Last week’s job report, in spite of the slow job growth for February, was actually pretty good news. As many of us pointed out, the most likely reason that the Labor Department reported only 20,000 new jobs in February, is that the economy reportedly added 311,000 jobs in January.

There is always a substantial element of error in these numbers. If we envision that there is some underlying rate of job growth of say, 180,000 a month, if we get a number like January’s strong figure, it is reasonable to expect that job growth in subsequent months will be slower. Either the rapid growth in January was due to an error in the survey, or alternatively, many businesses may have decided that January was a good time to hire. In both cases, it is reasonable to expect slower growth in future months.

If this just sounds like hand waving to cover up a bad story, consider that the non-seasonally adjusted change in employment in February was a plus 827,000 jobs. In other words, if we just looked at the raw data, the economy actually added a ton of jobs in February. Of course, the economy always adds lots of jobs in February. In 2018 it added 1,236,000 and in 2017 it added 1,030,000. This is why we have seasonal adjustments. But the adjustment is never perfect, and it is one of the factors that lead to error in the headline numbers that get so much attention.
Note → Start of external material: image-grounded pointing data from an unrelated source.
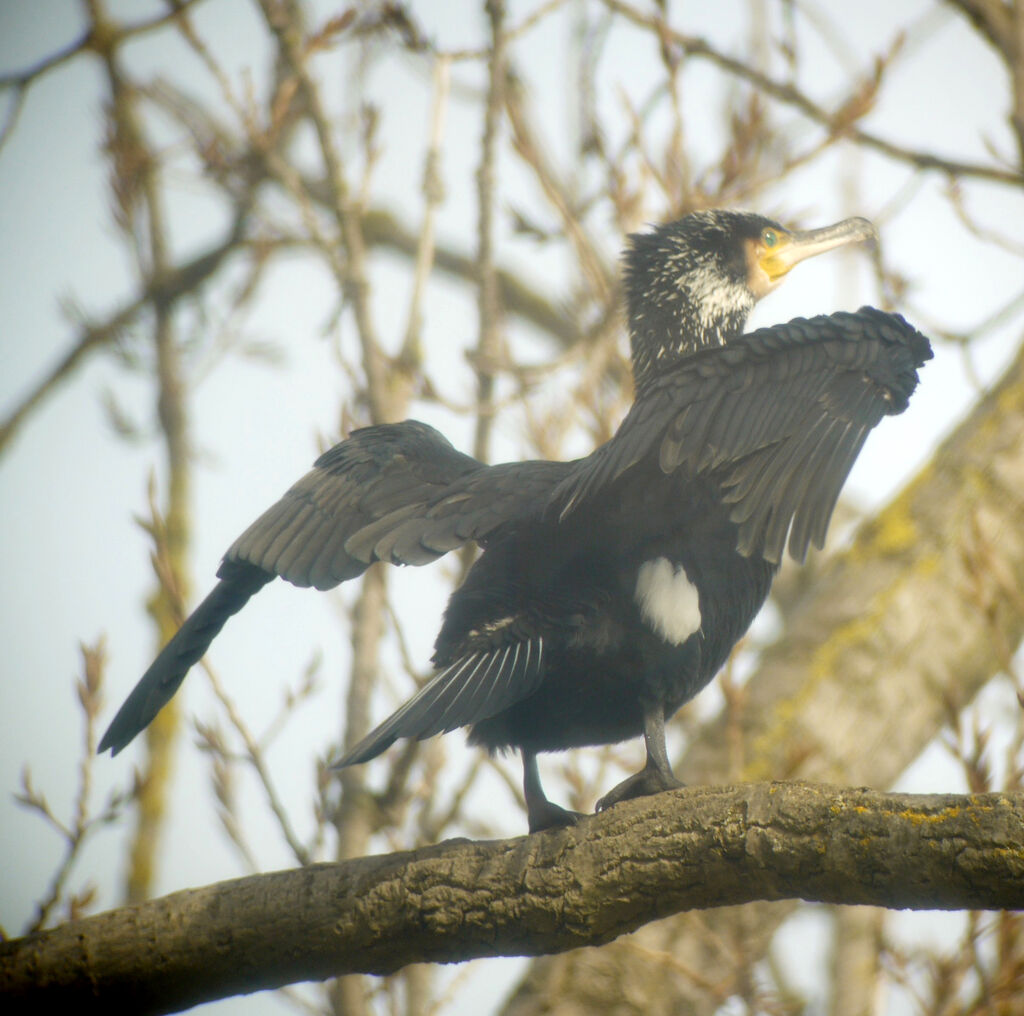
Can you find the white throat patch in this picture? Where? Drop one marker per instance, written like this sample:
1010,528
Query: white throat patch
668,600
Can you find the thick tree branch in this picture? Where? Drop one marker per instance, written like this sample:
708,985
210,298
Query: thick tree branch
642,860
882,642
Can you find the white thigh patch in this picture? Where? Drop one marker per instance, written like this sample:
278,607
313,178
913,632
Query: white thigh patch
668,600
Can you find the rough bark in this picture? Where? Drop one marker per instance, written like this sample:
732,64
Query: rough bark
911,621
583,886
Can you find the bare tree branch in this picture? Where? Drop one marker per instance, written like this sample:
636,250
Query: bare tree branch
583,886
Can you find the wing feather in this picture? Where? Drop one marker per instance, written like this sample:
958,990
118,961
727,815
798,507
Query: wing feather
777,418
474,686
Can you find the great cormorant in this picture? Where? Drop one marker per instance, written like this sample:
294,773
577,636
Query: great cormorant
610,589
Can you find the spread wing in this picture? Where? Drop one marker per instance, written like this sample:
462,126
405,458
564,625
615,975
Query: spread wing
398,493
478,684
777,417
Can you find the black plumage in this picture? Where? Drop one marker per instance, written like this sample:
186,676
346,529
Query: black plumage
610,589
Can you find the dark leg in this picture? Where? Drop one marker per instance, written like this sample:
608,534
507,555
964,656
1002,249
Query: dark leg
540,811
656,775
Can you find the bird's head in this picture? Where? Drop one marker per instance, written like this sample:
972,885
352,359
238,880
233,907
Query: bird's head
692,283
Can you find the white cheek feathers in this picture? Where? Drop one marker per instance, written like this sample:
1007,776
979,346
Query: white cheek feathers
668,600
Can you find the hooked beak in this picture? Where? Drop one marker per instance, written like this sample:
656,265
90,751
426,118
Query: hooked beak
798,245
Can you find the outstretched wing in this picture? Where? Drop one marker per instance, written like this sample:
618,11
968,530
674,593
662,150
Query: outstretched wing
777,417
396,492
478,684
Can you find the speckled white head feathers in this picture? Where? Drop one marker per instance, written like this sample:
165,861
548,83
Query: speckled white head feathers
692,283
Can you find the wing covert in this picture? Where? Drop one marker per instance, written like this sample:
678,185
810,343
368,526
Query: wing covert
777,417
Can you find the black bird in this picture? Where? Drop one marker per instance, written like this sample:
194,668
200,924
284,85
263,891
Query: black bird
610,589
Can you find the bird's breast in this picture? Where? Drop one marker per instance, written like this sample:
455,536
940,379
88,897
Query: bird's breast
669,601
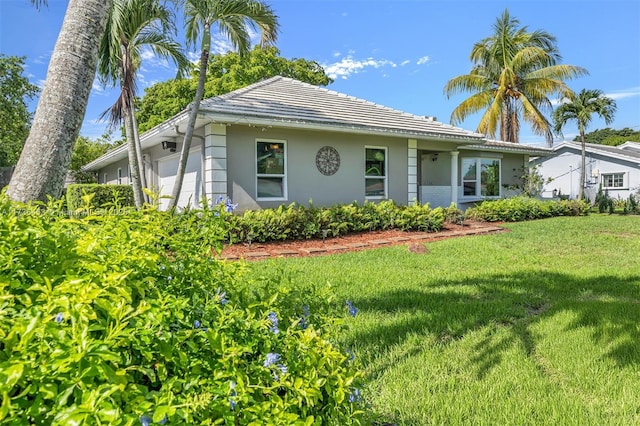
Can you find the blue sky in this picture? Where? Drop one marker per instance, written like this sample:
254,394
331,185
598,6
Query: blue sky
396,53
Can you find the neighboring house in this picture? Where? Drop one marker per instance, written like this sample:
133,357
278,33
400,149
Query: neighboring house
616,168
281,141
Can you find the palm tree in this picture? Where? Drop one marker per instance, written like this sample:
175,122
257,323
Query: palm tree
233,19
46,156
514,73
133,26
580,108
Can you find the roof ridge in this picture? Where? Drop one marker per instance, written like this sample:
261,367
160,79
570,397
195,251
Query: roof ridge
365,101
245,89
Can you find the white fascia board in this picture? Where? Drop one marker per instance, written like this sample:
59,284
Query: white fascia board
329,127
542,152
148,139
594,150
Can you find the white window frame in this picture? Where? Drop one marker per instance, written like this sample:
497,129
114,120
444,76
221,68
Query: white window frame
478,177
384,178
266,175
625,184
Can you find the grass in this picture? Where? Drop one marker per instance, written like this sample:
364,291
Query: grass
540,325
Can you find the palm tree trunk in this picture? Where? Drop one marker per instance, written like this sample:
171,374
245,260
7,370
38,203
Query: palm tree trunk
582,167
132,153
141,166
46,156
193,114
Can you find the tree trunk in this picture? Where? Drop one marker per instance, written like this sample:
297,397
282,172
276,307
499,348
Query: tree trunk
132,153
582,167
193,115
46,156
141,166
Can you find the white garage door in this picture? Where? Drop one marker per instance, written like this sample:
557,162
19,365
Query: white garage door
191,186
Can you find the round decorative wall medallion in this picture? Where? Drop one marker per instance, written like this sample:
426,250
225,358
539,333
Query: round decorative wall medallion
327,160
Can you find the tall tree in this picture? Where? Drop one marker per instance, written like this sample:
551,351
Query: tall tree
580,109
85,151
135,25
225,73
15,118
514,73
44,161
233,19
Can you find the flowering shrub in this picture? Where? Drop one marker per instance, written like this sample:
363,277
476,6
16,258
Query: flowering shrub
297,222
128,319
518,209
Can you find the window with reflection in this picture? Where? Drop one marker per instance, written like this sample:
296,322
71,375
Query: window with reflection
271,170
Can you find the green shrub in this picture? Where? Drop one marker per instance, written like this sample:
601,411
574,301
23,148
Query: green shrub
101,196
518,209
128,319
296,222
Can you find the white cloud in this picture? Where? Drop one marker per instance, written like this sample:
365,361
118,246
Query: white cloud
348,66
626,93
221,45
150,59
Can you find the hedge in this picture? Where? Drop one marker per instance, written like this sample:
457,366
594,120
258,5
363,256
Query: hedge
98,196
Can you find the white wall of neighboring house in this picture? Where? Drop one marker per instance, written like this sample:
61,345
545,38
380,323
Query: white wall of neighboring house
618,173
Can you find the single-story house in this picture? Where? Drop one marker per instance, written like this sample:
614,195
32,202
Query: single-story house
280,141
616,168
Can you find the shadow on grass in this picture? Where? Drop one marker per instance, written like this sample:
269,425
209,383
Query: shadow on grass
607,305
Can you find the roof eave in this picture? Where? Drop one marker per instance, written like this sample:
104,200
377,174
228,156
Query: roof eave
251,120
516,149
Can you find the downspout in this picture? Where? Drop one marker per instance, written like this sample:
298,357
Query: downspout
203,184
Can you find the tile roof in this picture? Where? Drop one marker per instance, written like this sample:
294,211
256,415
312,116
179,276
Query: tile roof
286,101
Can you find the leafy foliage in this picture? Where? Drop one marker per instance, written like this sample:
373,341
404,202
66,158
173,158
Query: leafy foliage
514,74
517,209
127,319
101,196
297,222
15,119
85,151
225,74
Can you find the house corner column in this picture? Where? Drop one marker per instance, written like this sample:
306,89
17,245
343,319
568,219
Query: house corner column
454,177
215,159
412,171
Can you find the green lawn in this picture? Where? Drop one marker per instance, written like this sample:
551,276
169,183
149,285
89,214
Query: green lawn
539,325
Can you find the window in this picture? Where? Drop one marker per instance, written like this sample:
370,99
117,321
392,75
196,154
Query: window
375,172
271,170
613,180
480,177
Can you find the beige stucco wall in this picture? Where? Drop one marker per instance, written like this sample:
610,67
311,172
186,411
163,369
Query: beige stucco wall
112,173
304,181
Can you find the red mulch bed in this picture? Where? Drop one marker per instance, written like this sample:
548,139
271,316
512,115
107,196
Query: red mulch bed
353,242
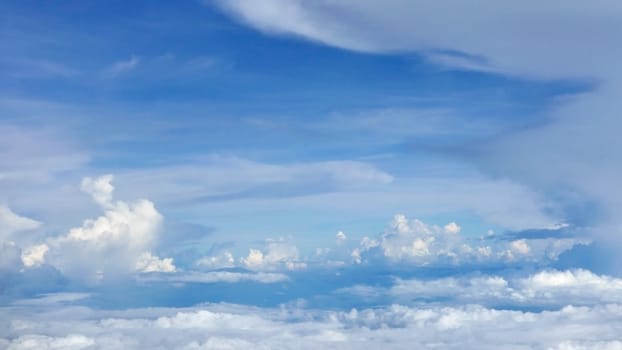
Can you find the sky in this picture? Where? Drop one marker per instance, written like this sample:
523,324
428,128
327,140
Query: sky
279,174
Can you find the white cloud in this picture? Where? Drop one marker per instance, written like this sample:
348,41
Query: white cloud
452,227
552,40
222,260
35,255
423,244
52,298
402,25
117,242
149,263
545,288
393,327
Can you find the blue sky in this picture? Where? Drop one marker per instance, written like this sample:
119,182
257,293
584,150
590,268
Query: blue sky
357,165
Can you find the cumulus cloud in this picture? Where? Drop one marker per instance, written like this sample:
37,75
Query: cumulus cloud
277,254
226,326
122,67
149,263
544,288
216,277
117,242
580,131
417,242
35,255
222,260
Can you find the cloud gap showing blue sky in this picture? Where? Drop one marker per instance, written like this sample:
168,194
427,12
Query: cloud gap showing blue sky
300,174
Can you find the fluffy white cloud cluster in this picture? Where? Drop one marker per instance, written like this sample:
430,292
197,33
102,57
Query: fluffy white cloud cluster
422,244
226,326
117,242
545,288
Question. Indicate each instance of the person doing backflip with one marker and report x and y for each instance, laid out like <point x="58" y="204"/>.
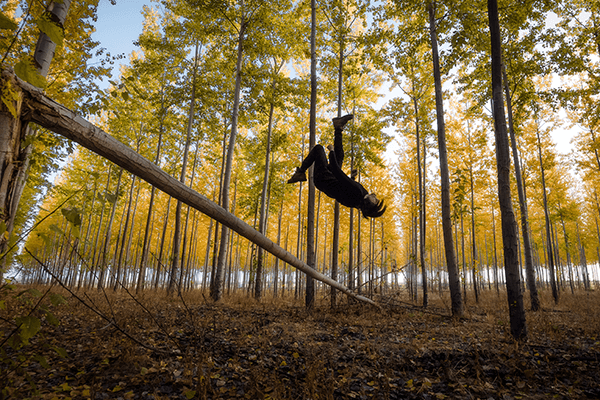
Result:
<point x="331" y="180"/>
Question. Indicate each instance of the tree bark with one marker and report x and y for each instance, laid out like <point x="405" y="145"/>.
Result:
<point x="53" y="116"/>
<point x="175" y="258"/>
<point x="14" y="159"/>
<point x="549" y="246"/>
<point x="310" y="217"/>
<point x="453" y="275"/>
<point x="530" y="271"/>
<point x="518" y="325"/>
<point x="217" y="281"/>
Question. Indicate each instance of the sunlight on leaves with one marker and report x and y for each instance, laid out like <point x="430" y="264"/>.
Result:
<point x="7" y="23"/>
<point x="26" y="70"/>
<point x="53" y="29"/>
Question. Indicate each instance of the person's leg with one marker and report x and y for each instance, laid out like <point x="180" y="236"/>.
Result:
<point x="338" y="126"/>
<point x="316" y="156"/>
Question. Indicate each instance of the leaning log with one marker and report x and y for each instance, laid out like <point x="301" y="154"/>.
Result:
<point x="49" y="114"/>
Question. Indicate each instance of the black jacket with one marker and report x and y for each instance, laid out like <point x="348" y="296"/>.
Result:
<point x="336" y="184"/>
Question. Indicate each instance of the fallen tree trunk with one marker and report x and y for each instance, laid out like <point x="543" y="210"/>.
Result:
<point x="47" y="113"/>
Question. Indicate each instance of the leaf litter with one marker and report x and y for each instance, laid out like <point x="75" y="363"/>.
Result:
<point x="241" y="348"/>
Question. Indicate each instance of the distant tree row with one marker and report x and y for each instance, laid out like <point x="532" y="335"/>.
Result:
<point x="218" y="96"/>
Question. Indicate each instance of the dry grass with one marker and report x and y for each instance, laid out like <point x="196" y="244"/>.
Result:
<point x="241" y="348"/>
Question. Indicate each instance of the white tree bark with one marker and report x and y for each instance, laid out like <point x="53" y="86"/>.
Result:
<point x="57" y="118"/>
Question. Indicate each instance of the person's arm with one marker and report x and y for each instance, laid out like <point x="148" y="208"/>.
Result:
<point x="334" y="166"/>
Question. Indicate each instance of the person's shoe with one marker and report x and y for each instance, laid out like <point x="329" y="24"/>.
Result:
<point x="340" y="122"/>
<point x="299" y="176"/>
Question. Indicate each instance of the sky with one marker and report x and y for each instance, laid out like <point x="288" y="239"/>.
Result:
<point x="120" y="25"/>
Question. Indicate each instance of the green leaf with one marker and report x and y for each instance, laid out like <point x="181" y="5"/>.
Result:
<point x="7" y="22"/>
<point x="42" y="361"/>
<point x="111" y="197"/>
<point x="53" y="29"/>
<point x="60" y="351"/>
<point x="26" y="70"/>
<point x="34" y="292"/>
<point x="57" y="299"/>
<point x="9" y="97"/>
<point x="30" y="326"/>
<point x="52" y="319"/>
<point x="72" y="214"/>
<point x="56" y="229"/>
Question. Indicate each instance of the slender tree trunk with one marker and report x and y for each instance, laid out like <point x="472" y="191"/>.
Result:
<point x="509" y="232"/>
<point x="14" y="159"/>
<point x="175" y="259"/>
<point x="529" y="268"/>
<point x="549" y="246"/>
<point x="162" y="245"/>
<point x="310" y="223"/>
<point x="263" y="198"/>
<point x="453" y="275"/>
<point x="103" y="265"/>
<point x="582" y="260"/>
<point x="95" y="261"/>
<point x="149" y="224"/>
<point x="124" y="237"/>
<point x="217" y="281"/>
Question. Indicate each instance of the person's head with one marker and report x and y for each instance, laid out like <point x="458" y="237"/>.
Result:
<point x="371" y="207"/>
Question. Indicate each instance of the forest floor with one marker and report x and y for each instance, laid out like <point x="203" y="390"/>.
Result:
<point x="155" y="347"/>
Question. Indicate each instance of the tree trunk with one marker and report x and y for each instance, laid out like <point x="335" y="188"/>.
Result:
<point x="175" y="261"/>
<point x="530" y="271"/>
<point x="217" y="281"/>
<point x="106" y="245"/>
<point x="14" y="159"/>
<point x="124" y="238"/>
<point x="310" y="217"/>
<point x="147" y="239"/>
<point x="51" y="115"/>
<point x="453" y="275"/>
<point x="549" y="246"/>
<point x="509" y="232"/>
<point x="421" y="201"/>
<point x="262" y="221"/>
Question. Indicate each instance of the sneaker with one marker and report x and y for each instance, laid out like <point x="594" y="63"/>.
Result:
<point x="340" y="122"/>
<point x="299" y="176"/>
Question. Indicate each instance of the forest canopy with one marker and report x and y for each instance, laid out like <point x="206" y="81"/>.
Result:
<point x="98" y="225"/>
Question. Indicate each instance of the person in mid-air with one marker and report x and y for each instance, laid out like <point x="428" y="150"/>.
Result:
<point x="331" y="180"/>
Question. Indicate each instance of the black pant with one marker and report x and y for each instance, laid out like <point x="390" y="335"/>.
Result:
<point x="318" y="157"/>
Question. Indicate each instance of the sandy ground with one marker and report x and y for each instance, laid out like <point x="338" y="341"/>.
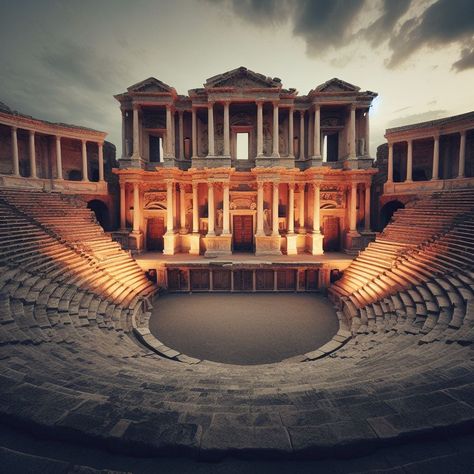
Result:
<point x="244" y="328"/>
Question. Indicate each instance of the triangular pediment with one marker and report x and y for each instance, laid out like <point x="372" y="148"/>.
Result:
<point x="151" y="85"/>
<point x="242" y="78"/>
<point x="337" y="85"/>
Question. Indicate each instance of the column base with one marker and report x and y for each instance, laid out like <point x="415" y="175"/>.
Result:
<point x="195" y="244"/>
<point x="267" y="245"/>
<point x="315" y="243"/>
<point x="170" y="243"/>
<point x="218" y="245"/>
<point x="291" y="244"/>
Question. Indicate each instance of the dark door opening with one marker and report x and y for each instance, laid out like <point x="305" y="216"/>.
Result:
<point x="243" y="233"/>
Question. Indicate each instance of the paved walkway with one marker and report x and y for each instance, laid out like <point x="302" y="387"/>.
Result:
<point x="244" y="328"/>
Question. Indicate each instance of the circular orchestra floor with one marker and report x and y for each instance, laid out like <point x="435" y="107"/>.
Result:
<point x="243" y="328"/>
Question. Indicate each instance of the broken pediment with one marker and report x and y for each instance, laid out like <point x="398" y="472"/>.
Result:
<point x="151" y="85"/>
<point x="337" y="85"/>
<point x="242" y="78"/>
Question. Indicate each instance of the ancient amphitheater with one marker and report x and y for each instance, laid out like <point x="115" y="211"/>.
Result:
<point x="83" y="382"/>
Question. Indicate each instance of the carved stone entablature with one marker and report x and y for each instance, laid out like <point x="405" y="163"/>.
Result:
<point x="154" y="200"/>
<point x="242" y="200"/>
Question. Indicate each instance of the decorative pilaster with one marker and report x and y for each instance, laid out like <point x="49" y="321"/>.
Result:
<point x="32" y="150"/>
<point x="85" y="174"/>
<point x="59" y="163"/>
<point x="16" y="161"/>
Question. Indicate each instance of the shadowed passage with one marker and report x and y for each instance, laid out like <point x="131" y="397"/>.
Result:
<point x="244" y="328"/>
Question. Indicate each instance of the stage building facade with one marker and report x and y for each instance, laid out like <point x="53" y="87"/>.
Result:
<point x="243" y="164"/>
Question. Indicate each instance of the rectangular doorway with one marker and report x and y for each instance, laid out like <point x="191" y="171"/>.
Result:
<point x="243" y="233"/>
<point x="154" y="235"/>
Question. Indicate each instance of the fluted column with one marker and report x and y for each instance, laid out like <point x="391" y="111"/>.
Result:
<point x="226" y="129"/>
<point x="122" y="206"/>
<point x="16" y="161"/>
<point x="194" y="133"/>
<point x="101" y="161"/>
<point x="291" y="208"/>
<point x="390" y="164"/>
<point x="302" y="143"/>
<point x="353" y="208"/>
<point x="409" y="161"/>
<point x="259" y="128"/>
<point x="291" y="152"/>
<point x="136" y="207"/>
<point x="136" y="133"/>
<point x="276" y="152"/>
<point x="316" y="209"/>
<point x="195" y="209"/>
<point x="275" y="230"/>
<point x="462" y="154"/>
<point x="260" y="230"/>
<point x="367" y="208"/>
<point x="181" y="135"/>
<point x="210" y="209"/>
<point x="225" y="210"/>
<point x="85" y="172"/>
<point x="59" y="162"/>
<point x="352" y="136"/>
<point x="301" y="219"/>
<point x="32" y="151"/>
<point x="210" y="129"/>
<point x="182" y="208"/>
<point x="435" y="174"/>
<point x="317" y="132"/>
<point x="169" y="207"/>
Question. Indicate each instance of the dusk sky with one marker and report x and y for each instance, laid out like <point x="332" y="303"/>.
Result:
<point x="64" y="60"/>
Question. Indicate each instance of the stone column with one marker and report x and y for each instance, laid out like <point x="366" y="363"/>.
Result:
<point x="316" y="209"/>
<point x="291" y="208"/>
<point x="16" y="160"/>
<point x="59" y="162"/>
<point x="210" y="129"/>
<point x="181" y="135"/>
<point x="33" y="173"/>
<point x="182" y="208"/>
<point x="169" y="207"/>
<point x="260" y="229"/>
<point x="136" y="207"/>
<point x="194" y="133"/>
<point x="409" y="161"/>
<point x="301" y="223"/>
<point x="352" y="136"/>
<point x="353" y="209"/>
<point x="302" y="143"/>
<point x="390" y="164"/>
<point x="136" y="133"/>
<point x="101" y="161"/>
<point x="259" y="128"/>
<point x="276" y="153"/>
<point x="275" y="230"/>
<point x="122" y="206"/>
<point x="226" y="213"/>
<point x="367" y="133"/>
<point x="85" y="172"/>
<point x="226" y="129"/>
<point x="195" y="209"/>
<point x="462" y="154"/>
<point x="367" y="208"/>
<point x="317" y="132"/>
<point x="210" y="209"/>
<point x="291" y="152"/>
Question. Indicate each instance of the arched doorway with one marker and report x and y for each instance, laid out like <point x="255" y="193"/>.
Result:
<point x="387" y="212"/>
<point x="101" y="212"/>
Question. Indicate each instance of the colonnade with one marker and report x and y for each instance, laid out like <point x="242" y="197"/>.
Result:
<point x="59" y="165"/>
<point x="435" y="158"/>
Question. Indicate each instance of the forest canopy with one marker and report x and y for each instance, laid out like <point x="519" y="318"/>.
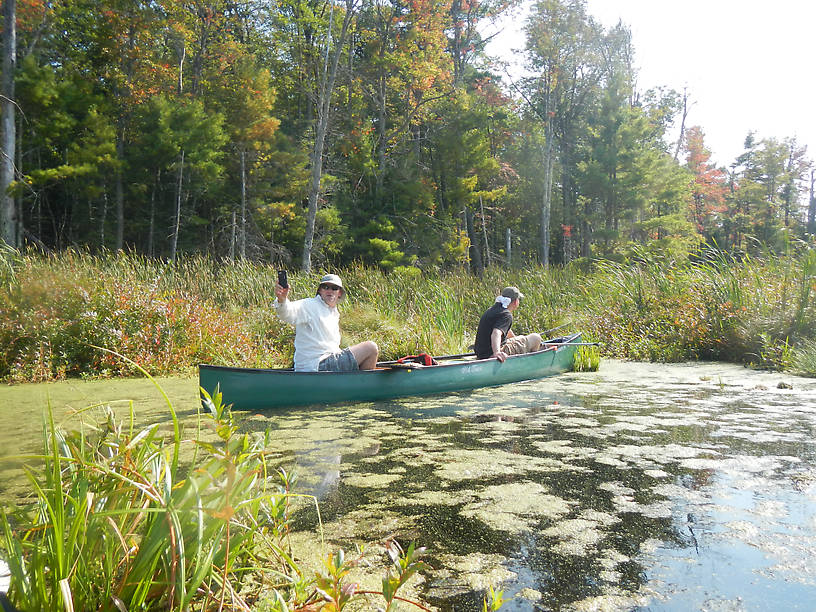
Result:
<point x="310" y="132"/>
So we should not be too troubled by the weak job growth reported for February. However, as I noted in my jobs report, there was a drop in average weekly hours, which could presage lower hiring in future months. Also, several sectors, notably construction (both residential and non-residential) and manufacturing seem to be weakening, so there are some grounds for concern about slowing growth, apart from the 20,000 jobs reported for February.

But I actually wanted to focus on the good news in the report, specifically the edging down of the unemployment rate to 3.8 percent and the modest acceleration in the rate of growth in the average hourly wage to 3.4 percent over the last year. This items are very good news, especially when we consider that they were the result of policy, specifically the Federal Reserve Board’s decision to allow the unemployment rate to fall below the 5.5 percent unemployment rate that most economists had considered a floor.